Revista África

A las víctimas sólo les queda callar

Por En Clave De África

(AE)

Una de las cosas que a veces me rebela y me cuesta aceptar es el miedo casi reverencial que en África se tiene a la autoridad. Quizá sea esa la razón por la que normalmente las rebeliones militares o civiles fácilmente

A las víctimas sólo les queda callar
acaban con la eliminación física del jefe a derrocar. Toda autoridad en África, por el hecho de serlo y aunque sea de tipo corrupto, contará siempre con el respeto y el temor de una buena parte de la población. Pocos, muy pocos serán los que se atrevan a menoscabar o criticar en público a un líder y si lo hacen saben que se arriesgan a dar con sus huesos en la cárcel o simplemente “desaparecer” de la esfera pública.

Esta pasada semana, el Tribunal Internacional de la Haya, ante la deliberada falta de colaboración del gobierno keniano y la consecuente falta de pruebas ha desestimado oficialmente la imputación del presidente keniano Uhuru Kenyatta ante este tribunal, acusado de ser parte implicada en la violencia post-electoral que costó la friolera de 1.200 vidas y miles de desplazados internos en Diciembre de 2007 los primeros meses de 2008.

Desde que Uhuru Kenyatta se presentó como candidato presidencial en las últimas elecciones generales, para muchos observadores estaba clara la jugada de huída hacia adelante. Si Kenyatta salía elegido presidente, estaba claro que su caso se paralizaría antes o después. Es más, la victoria presidencial era prácticamente la única salida a su embarazosa situación, teniendo como compañeros de banquillo a otros tres prominentes acusados (uno de ellos el actual vicepresidente Ruto). Pues bien, al final el tiempo ha dado la razón a muchos de los que nos temíamos que en cuando subiera al sillón presidencial, el proceso iniciado contra él en el Tribunal de La Haya sería agua de borrajas.

Fatou Bensouda, la fiscal del caso (que para más inri de los detractores del Tribunal Internacional es mujer y africana), ha tenido que aceptar la dura realidad: el gobierno keniano ha conseguido bloquear todos los intentos de investigar los crímenes de aquellos días, ha intimidado a los testigos hasta el punto que un gran número de ellos se ha retractado por miedo y se ha negado a proporcionar pruebas esenciales como el registro de llamadas del hoy presidente y de sus movimientos bancarios en aquellos días. Aparte de esto, ha habido una gran movilización en las redes sociales por parte de grupos kikuyu para exponer la identidad de los testigos protegidos.
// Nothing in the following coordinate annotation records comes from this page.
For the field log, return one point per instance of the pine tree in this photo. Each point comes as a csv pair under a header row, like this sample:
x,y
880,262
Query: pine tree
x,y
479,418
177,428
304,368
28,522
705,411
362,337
La cultura de impunidad continúa y es alimentada por el hecho de que quien era hasta hace unos días uno de los sospechosos principales de la masacre cometida en aquellas infaustas semanas ahora es el presidente de Kenia y la justicia internacional no puede hacer nada para evitar que los largos y poderosos tentáculos del estado obstaculicen y anulen el desarrollo del proceso.

Pocos de los que vivieron aquellos días de violencia, horror y sangre pueden negar que en los movimientos, la logística y las dinámicas aplicadas hubo no sólo una sino varias manos de potentes personalidades. Ahora que no se podrán sopesar las evidencias judiciales, la sospecha seguirá cayendo sobre el presidente Kenyatta y su posible tóxica alianza con la secta pseudoreligiosa Mungiki, formada mayoritariamente por sus correligionarios kikuyu, los cuales actuaron con toda impunidad, cometiendo crímenes a doquier y contando con la tácita pasividad de las fuerzas de seguridad.
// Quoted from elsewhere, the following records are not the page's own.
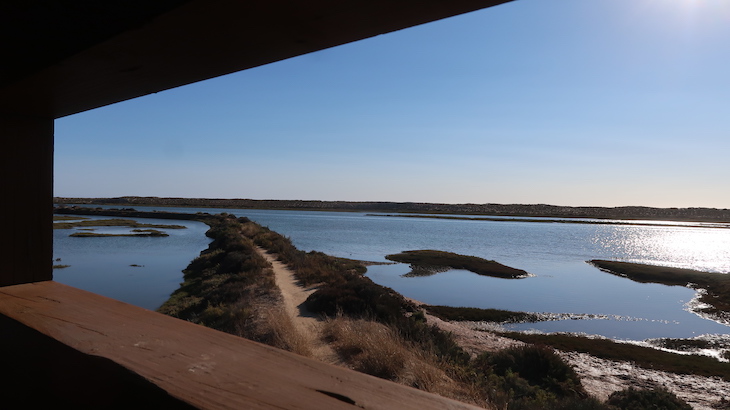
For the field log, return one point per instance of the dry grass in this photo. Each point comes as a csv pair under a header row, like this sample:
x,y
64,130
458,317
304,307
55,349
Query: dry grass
x,y
274,324
376,349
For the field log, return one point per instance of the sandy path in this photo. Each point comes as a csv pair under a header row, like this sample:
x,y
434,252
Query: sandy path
x,y
308,324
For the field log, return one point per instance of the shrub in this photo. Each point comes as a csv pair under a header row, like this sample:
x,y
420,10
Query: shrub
x,y
531,375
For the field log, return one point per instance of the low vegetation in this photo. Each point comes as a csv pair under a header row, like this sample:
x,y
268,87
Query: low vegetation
x,y
480,315
438,260
717,285
645,357
230,287
373,329
137,233
112,222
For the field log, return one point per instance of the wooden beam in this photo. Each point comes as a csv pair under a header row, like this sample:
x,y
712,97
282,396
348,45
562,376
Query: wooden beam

Los que en aquellos días eran fanáticos enemigos kikuyu (de presidente Kenyatta) y kalenyín (del Vicepresidente Ruto) ahora se alían al hacer causa común para defender a sus líderes de las “garras” de la Corte Internacional de Justicia. Para eso, se acalla el dolor de las víctimas y se borra la memoria de los que cayeron víctimas de la brutalidad consentida y promovida desde las más altas esferas de poder.

Hubo un día en el que, ante la perspectiva de un baño total de sangre, la ciudadanía pidió a voz en grito que tanto el mediador Koffi Anan como el Tribunal Internacional de La Haya intervinieran para paralizar la espiral de violencia que se había desatado en el país. Hoy, por obra y gracia de los políticos a los cuales les salpicó toda la trama, se obvia el dolor de las víctimas y el clamor generalizado de ayuda que se expresó masivamente en aquellos días. La impunidad vuelve a ganar. El problema es que Kenia, con acciones así, se da un tiro en el pie y se reafirma en sus propias contradicciones políticas apoyando a una clase dirigente que, como pasa con todos los nacionalismos, se le perdona incluso que tenga las manos manchadas de sangre con tal que sea “de los nuestros”.